Tuttavia, perché proprio lui? Per quale motivo la lettura dei suoi racconti è stata rivelatrice mentre Tolstoj, o Flannery O’Connor, no? Che cosa ho scovato nei suoi racconti che non c’era (o che non scorgevo) nelle opere di altri autori? Diavolo, che domandone! E mi tocca pure rispondere.
Probabilmente questo scrittore statunitense aveva la chiave per sbloccare la porta (la mia porta) per condurmi all’interno della mia narrazione. Le sue sono storie minime: non si tratta mai di uomini o donne che discutono dei grandi interrogativi, come faceva Dostoevskij. Né si domandano quale sia il senso della vita, come Tolstoj.

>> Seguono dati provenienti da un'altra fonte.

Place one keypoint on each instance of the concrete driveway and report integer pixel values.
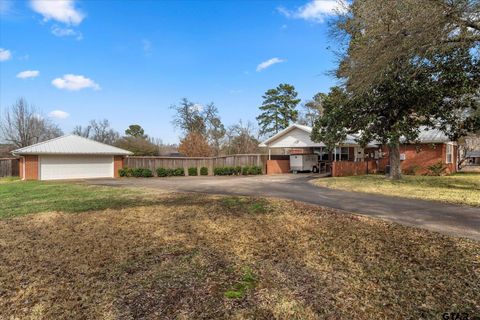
(449, 219)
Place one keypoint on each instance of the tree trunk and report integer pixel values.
(395, 169)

Ci provano. Però c’era anche dell’altro.
Quando cominciai a leggere il primo racconto di “Cattedrale” (dal titolo “Penne”) mi trovai di fronte a questo:
“Questo mio collega di lavoro, Bud, una volta ha invitato me e Fran a cena. Io non conoscevo sua moglie e lui non conosceva Fran. Così eravamo pari.”
Eccetera eccetera.
Non mi mancava solo uno sguardo; il mio problema, temo, era anche la lingua. Non ne avevo davvero una che mi permettesse di raggiungere l’efficacia. Ed ecco che all’improvviso mi trovavo di fronte quello di cui avevo bisogno. Una lingua sobria e proprio per questo potente. Sono sciocchezze quelle che si leggono a proposito del minimalismo di Carver, e infatti pure a lui questa definizione non andava a genio.
La sua lingua (grazie al traduttore Riccardo Duranti) era quello che cercavo. Che mi mancava.